Albert con acento en la a, no en la e. Es norteamericano y se casó hace una semana con Miguel, que es medio sevillano, medio cordobés y hasta un poco vasco. El convite fue en el hotel Alfonso XIII de Sevilla, cuya clientela preferentemente millonaria detectaría, alarmada, en apenas unas décimas de segundo que aquel plebeyo gentío que se movía como Pedro por su casa en el patio central de su hotel durante los prolegómenos del banquete no era de los suyos, aunque no fuera peor, ciertamente, su paladar gastronómico, como ponía de manifiesto al apurar los platos de Sánchez Romero Carvajal, que, por imponderables logísticos, ese día ganó en desigual batalla la partida a los insuperables ibéricos del Valle de los Pedroches.

Debían decirse los ricachones alojados en el gran hotel lo que aquel distinguido parroquiano venido a menos que, sentado en su terraza de toda la vida, observaba con resentimiento a una familia de clase media devorar docena y media de gamba roja de Garrucha: “¡Qué asco de tiempos: hasta los pobres viven ya mejor que uno!”.

Ese sábado 21 de mayo, deambulada con libertad y desahogo por los salones pintureros del Alfonso XIII la misma Andalucía modesta, liberalota y peatonal que hace apenas unas décadas, pongamos que hacia los 80, habría llamado loco a alguien que le hubiera augurado que en el transcurso de 25, 30, 40 años ella, sí, sí, ella iba a asistir a dos acontecimientos históricos, cada uno a su manera: uno, comer y beber por todo lo alto en el mejor hotel de Sevilla como marquesones que nunca han dado un palo al agua y dos, asistir al enlace matrimonial de dos muchachos prósperos y bien plantados a quienes su condición de homosexuales seguro que les habrá dado más de un disgusto y más de dos, pero tales disgustos apenas habrán sido un pálido reflejo del sufrimiento, la infelicidad y la desdicha que les habría causado amarse en la España de hace no 200 o 300 años, sino 25, 30, 40.

El 21 de mayo de 2022 pululaba en el Alfonso XIII una España a la que, como dijo el otro, no habría conocido ni la madre que la parió.
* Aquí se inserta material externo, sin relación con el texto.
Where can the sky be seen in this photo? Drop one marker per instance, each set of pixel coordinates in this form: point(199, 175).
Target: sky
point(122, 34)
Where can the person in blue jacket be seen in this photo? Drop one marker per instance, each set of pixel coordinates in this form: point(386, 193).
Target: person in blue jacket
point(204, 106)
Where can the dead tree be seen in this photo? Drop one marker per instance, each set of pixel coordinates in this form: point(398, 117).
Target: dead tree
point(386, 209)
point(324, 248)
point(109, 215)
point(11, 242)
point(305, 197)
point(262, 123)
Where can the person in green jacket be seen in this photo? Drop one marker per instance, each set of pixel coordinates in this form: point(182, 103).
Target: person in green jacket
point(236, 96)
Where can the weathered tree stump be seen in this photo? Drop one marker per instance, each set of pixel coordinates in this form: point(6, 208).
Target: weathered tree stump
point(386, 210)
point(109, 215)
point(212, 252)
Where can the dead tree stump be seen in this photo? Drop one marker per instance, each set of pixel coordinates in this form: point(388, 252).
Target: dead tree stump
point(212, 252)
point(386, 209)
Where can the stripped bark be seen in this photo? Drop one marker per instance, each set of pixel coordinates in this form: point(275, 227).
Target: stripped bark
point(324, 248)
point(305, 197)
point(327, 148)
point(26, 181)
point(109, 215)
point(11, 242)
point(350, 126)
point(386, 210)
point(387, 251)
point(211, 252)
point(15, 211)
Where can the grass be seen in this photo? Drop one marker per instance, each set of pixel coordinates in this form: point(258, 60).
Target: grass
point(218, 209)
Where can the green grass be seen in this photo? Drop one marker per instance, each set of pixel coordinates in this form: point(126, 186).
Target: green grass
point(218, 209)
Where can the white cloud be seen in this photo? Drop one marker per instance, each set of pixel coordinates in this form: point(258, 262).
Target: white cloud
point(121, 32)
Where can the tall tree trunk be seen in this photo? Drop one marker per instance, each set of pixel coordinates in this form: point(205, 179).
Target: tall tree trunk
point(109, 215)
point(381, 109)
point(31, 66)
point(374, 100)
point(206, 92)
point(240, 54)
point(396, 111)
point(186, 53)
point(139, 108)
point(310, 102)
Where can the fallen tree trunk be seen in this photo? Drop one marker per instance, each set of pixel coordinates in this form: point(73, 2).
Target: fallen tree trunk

Habría, cómo no, entre los comensales, simpatizantes de todas las ideologías, aunque quizá con mayor presencia de gente de izquierdas porque en el pueblo originario de la familia del novio andaluz el rojerío es legión; aun así, a ninguno de esos invitados, ni siquiera al más torvo y conservador de ellos, parece que le disgustara, le incomodara o le escandalizara asistir a la ceremonia civil de dos hombres contrayendo matrimonio. Ceremonia civil, pero mucho más que eso: también ceremonia civilizada, también rito de la igualdad, emblema de la tolerancia, encarnación de la concordia y enseña de la libertad.

La ley del matrimonio homosexual que impulsó en 2005 el presidente José Luis Rodríguez Zapatero inauguró una nueva normalidad en el país. Contribuyó decisivamente a hacer de este país otro país. Ciertas leyes, como les ocurre a esas palabras que los lingüistas llaman performativas, tienen la cualidad de fundar una nueva realidad por el mero hecho de ser promulgadas.

Y como apenas faltan tres semanas para las elecciones andaluzas, cómo no advertir al improbable lector que los bárbaros acechan a la vuelta de la esquina. La España de cerrado y sacristía no se da por vencida. La ultraderecha y su ‘farsa monea’ Macarena de Graná pueden asentar sus reales en el palacio de San Telmo: cientos de miles de andaluces están dispuestos a votarlos el 19 de junio. Creen de buena fe que es bueno para Andalucía que Vox esté en el Gobierno.

Seguro que a muchos de esos votantes no les disgustan, les incomodan o les escandalizan las bodas entre personas del mismo sexo, pero muy probablemente no sean conscientes de que su voto libremente depositado en la urna es un voto contra la libertad, un voto contra la tolerancia, contra la concordia y contra la igualdad. Es un voto contra la civilización y es también, y he aquí lo más imperdonable, un voto contra la felicidad.

Ese voto a la extrema derecha es una impugnación de Albert, una impugnación de Miguel, una impugnación de sus familias y de sus amigos y una impugnación, en fin, de tantos hombres y mujeres a quienes Abascal, Olona y los suyos quieren imponer su concepción moral de la sociedad, como la impuso la España victoriosa del 39: la España de Franco dictó a sangre y fuego qué estaba bien y qué estaba mal; la España de Abascal, como la Hungría de Orbán, quiere hacerlo derogando leyes y arrasando instituciones cuyo único pecado es haber hecho más libres y felices a los habitantes de esa misma nación que los bárbaros salvapatrias tanto dicen amar.